Wing-Huen Ip (葉永烜; 10 March 1947) is a Chinese-born German astronomer.

== Early life and education ==
Ip was born in Nanjing in 1947. He was raised in Macau and graduated from the Chinese University of Hong Kong with a Bachelor of Arts in physics in 1969, then moved to the United States to obtain a Master of Arts in the same subject from the University of Pittsburgh the following year. He completed his doctorate in applied physics and information technology at the University of California, San Diego in 1974. He remained at UCSD to pursue postdoctoral research.

== Career ==
Between 1978 and 1998, Ip worked at the Max Planck Institute for Aeronomy.
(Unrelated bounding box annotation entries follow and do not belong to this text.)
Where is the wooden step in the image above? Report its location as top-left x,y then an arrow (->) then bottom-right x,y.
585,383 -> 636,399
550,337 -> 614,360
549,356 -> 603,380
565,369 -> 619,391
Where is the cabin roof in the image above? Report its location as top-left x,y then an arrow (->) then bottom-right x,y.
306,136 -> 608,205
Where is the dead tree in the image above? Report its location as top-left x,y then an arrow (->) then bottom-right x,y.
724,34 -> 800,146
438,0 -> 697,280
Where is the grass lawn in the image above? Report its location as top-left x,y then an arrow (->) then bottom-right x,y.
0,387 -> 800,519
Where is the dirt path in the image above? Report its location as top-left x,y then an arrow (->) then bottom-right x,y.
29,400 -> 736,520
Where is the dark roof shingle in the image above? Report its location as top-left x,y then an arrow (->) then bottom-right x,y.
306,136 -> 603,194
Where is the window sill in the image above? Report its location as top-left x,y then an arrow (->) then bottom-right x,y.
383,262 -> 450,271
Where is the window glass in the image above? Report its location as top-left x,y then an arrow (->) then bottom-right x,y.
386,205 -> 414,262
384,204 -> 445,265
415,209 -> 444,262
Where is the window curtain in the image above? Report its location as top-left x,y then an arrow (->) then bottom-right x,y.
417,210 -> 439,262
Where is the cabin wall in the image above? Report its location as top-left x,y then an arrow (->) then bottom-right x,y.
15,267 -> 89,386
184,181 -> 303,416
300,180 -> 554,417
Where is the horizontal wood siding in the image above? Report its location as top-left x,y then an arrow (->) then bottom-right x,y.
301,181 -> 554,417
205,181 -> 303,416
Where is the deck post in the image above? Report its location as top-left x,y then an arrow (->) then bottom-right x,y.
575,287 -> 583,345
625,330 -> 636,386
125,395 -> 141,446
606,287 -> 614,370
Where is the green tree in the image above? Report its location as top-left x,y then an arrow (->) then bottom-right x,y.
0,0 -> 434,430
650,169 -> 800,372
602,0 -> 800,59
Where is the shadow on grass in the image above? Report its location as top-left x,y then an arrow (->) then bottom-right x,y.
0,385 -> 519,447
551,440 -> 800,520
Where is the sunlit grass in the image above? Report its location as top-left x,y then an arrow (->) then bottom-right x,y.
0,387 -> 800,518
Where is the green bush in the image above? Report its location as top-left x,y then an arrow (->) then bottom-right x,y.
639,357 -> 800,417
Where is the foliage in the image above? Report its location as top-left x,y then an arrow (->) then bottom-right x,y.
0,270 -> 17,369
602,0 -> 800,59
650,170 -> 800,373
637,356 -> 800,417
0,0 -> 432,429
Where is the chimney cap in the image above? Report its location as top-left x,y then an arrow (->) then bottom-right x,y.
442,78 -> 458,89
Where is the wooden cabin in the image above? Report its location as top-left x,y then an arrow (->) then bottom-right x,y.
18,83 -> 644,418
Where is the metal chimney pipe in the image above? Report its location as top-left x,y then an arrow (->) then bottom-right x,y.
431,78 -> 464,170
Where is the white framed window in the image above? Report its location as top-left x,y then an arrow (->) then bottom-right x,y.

He relocated to Taiwan in 1998, serving as dean of science for National Central University until 2004, and subsequently vice president until 2008. He also held the Kwok-Ting Li Chair Professorship within NCU's Institute of Astronomy. Ip is a founding member of the Asia Oceania Geosciences Society, established in 2004.

Ip is a 2007 fellow of the American Geophysical Union, a 2016 member of Academia Sinica, and 2020 recipient of the American Astronomical Society's Gerard P. Kuiper Prize. In 2023, Ip became a laureate of the Asian Scientist 100 by the Asian Scientist.